For the next three days we made our way directly westward along 59º 30′ S – so as to avoid getting into the thick ice to soon. On day 9 of the voyage a larger iceberg did drift by closer to the ship.
The weather later on day 9 turned to heavier snow.
Early on day 10 of the voyage we passed close by to another low pressure system, so again it was an uncomfortable ride for some of the passengers.
Every now and then we would practice the muster – Emergency bells would sound and we would muster, wearing our survival gear and life preserver, in our designated muster area. On day 10 it was quite a rough ride so it was unsafe to muster on the helideck so we mustered in the E-deck mess.
Later in the afternoon on day 10 (5th November) the conditions significantly eased. Many of the passengers were up in the Bridge as a big tabular iceberg passed close to the port side.
Only as I was editing and sorting out photos of this iceberg did I notice the birds resting on the top.
One of the lens I purchased is a Micro Nikon 105mm f2.8 – It will be great for close up photos. I decided take some shots with it on Day 10.
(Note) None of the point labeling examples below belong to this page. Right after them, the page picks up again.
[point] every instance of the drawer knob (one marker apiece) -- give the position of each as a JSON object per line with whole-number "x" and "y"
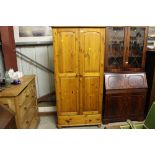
{"x": 27, "y": 122}
{"x": 25, "y": 108}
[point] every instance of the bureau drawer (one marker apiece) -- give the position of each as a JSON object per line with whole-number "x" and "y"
{"x": 23, "y": 110}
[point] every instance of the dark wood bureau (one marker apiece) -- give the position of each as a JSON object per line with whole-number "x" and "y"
{"x": 124, "y": 97}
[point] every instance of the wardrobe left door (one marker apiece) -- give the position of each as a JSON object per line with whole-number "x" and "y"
{"x": 66, "y": 62}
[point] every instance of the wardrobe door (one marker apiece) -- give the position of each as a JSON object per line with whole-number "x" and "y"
{"x": 136, "y": 48}
{"x": 66, "y": 50}
{"x": 91, "y": 69}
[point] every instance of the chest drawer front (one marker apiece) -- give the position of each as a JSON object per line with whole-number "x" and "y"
{"x": 31, "y": 113}
{"x": 10, "y": 102}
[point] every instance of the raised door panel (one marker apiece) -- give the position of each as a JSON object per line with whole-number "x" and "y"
{"x": 90, "y": 95}
{"x": 91, "y": 69}
{"x": 115, "y": 107}
{"x": 135, "y": 106}
{"x": 66, "y": 48}
{"x": 69, "y": 92}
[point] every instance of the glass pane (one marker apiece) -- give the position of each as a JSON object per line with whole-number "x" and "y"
{"x": 115, "y": 46}
{"x": 136, "y": 46}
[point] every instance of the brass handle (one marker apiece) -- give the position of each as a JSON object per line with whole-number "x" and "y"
{"x": 27, "y": 95}
{"x": 27, "y": 122}
{"x": 25, "y": 108}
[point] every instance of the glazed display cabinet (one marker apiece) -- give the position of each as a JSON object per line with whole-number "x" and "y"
{"x": 125, "y": 49}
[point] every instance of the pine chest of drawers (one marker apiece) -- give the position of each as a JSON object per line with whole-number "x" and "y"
{"x": 22, "y": 100}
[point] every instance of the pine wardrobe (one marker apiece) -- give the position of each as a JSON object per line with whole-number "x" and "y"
{"x": 78, "y": 64}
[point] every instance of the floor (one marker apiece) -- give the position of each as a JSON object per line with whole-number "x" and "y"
{"x": 49, "y": 122}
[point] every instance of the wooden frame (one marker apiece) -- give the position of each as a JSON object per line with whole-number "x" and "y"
{"x": 31, "y": 40}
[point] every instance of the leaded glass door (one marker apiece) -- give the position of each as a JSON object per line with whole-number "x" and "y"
{"x": 136, "y": 47}
{"x": 115, "y": 48}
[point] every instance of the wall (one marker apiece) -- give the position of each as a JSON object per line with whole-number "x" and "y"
{"x": 1, "y": 63}
{"x": 42, "y": 54}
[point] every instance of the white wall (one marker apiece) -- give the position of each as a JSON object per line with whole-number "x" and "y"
{"x": 1, "y": 64}
{"x": 42, "y": 54}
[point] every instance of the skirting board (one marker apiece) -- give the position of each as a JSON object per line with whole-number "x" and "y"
{"x": 47, "y": 109}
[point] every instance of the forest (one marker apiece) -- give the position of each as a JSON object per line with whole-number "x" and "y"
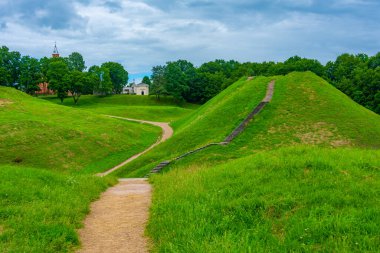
{"x": 358, "y": 76}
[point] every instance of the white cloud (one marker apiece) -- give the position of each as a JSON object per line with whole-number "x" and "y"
{"x": 140, "y": 35}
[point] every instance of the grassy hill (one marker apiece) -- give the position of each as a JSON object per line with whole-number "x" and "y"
{"x": 304, "y": 176}
{"x": 305, "y": 110}
{"x": 40, "y": 134}
{"x": 138, "y": 107}
{"x": 48, "y": 155}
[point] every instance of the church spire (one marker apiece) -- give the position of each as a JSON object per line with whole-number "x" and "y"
{"x": 55, "y": 51}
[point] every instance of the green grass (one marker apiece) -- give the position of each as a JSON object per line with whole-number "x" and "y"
{"x": 305, "y": 110}
{"x": 40, "y": 210}
{"x": 36, "y": 133}
{"x": 304, "y": 199}
{"x": 48, "y": 155}
{"x": 137, "y": 107}
{"x": 210, "y": 123}
{"x": 303, "y": 176}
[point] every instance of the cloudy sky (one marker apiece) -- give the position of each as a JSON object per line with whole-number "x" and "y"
{"x": 143, "y": 33}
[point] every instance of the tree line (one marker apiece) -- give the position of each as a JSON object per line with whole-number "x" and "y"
{"x": 358, "y": 76}
{"x": 65, "y": 75}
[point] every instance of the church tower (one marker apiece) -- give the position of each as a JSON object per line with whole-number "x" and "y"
{"x": 55, "y": 51}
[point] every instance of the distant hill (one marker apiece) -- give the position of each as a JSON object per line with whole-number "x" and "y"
{"x": 36, "y": 133}
{"x": 303, "y": 177}
{"x": 305, "y": 110}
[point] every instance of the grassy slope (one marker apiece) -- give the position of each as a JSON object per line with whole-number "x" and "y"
{"x": 138, "y": 107}
{"x": 39, "y": 134}
{"x": 40, "y": 210}
{"x": 210, "y": 123}
{"x": 309, "y": 199}
{"x": 288, "y": 200}
{"x": 43, "y": 199}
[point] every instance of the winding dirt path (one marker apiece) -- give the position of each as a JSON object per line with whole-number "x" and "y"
{"x": 167, "y": 132}
{"x": 117, "y": 220}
Towards evening on day 10 we made our way through some pack ice.
At around 9pm on day 10 we had a visit from a giant Southern Petrel This species is one of the largest seabirds – their body measures between 86cm and 99cm (34 -39 inches) and a wingspan of 185cm to 205cm (73 – 81 inches)
Day 11 (6th of November) was similar to day 10, passing many icebergs and areas of pack ice as well as open water.
Late in the afternoon of the 6th of November (day 11) we crossed over 60ºS.